Social media for business: It’s too late for Facebook and Twitter
Well into their lifespans, it’s difficult to break through to your audience
You have a big event happening soon. It’s loaded with sponsors, big-name people, and you’re hoping it will be a stepping stone for your brand to build its customer base. You’ve advertised it on television, in the newspaper, and even had a few reporters do features on what’s going to happen.
This is your dream scenario, and you have a bit of a road to get to that point. But here’s a question worth considering now:
How would you plan on getting the word out to your audience on your Facebook page, Twitter and Instagram accounts, Pinterest page, or whatever else you’re using?
You have to consider this before diving in, because on both, your target audience has already clicked on many other brands and followed their content. On Facebook, that means you’re battling for a precious spot in their News Feed – along with over 60 other pages, as SocialBakers points out in this graphic from 2013.
For Twitter, at least you’re guaranteed to show up in their timeline. And if you are, then your chances are solid to be seen – a majority of Twitter accounts follow less than 50 people, according to a Beevolve Inc. study from 2012. But here’s the catch: A large amount of Twitter users have never even sent one tweet – and many of those people who follow less than 50 people are followed by less than 50 people.
That means that even if your tweet is seen, it’s likely seen by one person.
That’s the danger of just diving into social media. You have a business? Great! You do have information to get to your audiences! But simply creating a Facebook page or Twitter account doesn’t guarantee that you’ll be meeting your goals. In fact, considering how well-established Facebook and Twitter are, it’s an uphill battle to even get one message seen by a handful of people – much less your entire presence.
Here’s three things to consider when getting started:
(Audience) Size matters. If you’re targeting primarily local customers, a Facebook group may be better than a Facebook page. The difference? When something’s posted, everyone gets a notification – unlike the roughly 30% of your audience that might see something via your Page unless you pay for it.
The question to ask: Realistically, how large can my audience grow in the next 2-3 years? Do I have the capability to grab these people’s attention?
Know how to navigate through clutter. On twitter, particular hashtags and Twitter chats can help lead you to industry leaders and other influential people in your sector.
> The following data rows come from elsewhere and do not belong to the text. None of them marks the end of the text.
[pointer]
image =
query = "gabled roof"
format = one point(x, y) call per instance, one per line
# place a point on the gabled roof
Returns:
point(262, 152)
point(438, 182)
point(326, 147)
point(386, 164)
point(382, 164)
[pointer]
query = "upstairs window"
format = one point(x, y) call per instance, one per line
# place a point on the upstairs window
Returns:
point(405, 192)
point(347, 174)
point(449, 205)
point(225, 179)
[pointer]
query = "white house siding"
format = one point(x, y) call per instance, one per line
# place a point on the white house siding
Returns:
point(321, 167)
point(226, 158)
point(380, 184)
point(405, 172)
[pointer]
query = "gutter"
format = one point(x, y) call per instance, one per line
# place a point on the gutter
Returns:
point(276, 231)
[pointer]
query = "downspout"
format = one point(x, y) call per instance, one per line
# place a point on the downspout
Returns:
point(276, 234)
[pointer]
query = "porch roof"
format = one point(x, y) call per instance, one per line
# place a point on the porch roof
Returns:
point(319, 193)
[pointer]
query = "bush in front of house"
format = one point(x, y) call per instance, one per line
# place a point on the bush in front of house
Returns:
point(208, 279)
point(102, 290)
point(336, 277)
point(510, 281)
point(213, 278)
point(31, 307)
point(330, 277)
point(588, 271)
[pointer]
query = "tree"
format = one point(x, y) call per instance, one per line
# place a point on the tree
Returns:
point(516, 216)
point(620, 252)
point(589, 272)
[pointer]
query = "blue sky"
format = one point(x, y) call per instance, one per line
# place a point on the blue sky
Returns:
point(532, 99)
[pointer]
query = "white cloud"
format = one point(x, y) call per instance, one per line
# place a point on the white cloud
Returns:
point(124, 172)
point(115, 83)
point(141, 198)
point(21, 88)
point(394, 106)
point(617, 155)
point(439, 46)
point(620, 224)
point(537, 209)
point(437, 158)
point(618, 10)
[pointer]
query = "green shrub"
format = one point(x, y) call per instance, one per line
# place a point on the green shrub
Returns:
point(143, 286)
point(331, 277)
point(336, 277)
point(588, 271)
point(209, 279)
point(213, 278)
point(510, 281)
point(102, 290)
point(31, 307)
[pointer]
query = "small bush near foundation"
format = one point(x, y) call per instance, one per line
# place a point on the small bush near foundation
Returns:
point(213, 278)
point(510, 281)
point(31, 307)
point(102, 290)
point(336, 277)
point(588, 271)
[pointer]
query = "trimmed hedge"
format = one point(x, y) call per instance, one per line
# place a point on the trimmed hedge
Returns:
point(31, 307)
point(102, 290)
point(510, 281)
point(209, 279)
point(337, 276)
They can also help you connect with customers or fans who interact in this area of cyberspace.
The question to ask: Am I willing to spend the time on Twitter to peruse a lot of tweets to find a few needles in the haystack? Am I able and willing to converse with others, even if it doesn’t necessarily mean I can directly pitch something relating to what I can offer?
Don’t advertise much. Was your first answer to the question posted at the beginning of this article something as follows? “Check out our awesome event coming up in three weeks! We’ll have celebrities, food and games, and cool product demonstrations of our latest stuff!”
You lost me – and a majority of your audience – at “Check.” Who likes being told what to do? What incentive do I have to click on your stuff, as opposed to the content produced by a hundred other brands?
The question to ask: Do I want to be on social media to promote my products, or to establish relationships with current and potential customers?
It’s a massive world online. Before diving in and potentially getting lost, gauge your strategy and effort it would take – and see where it takes you.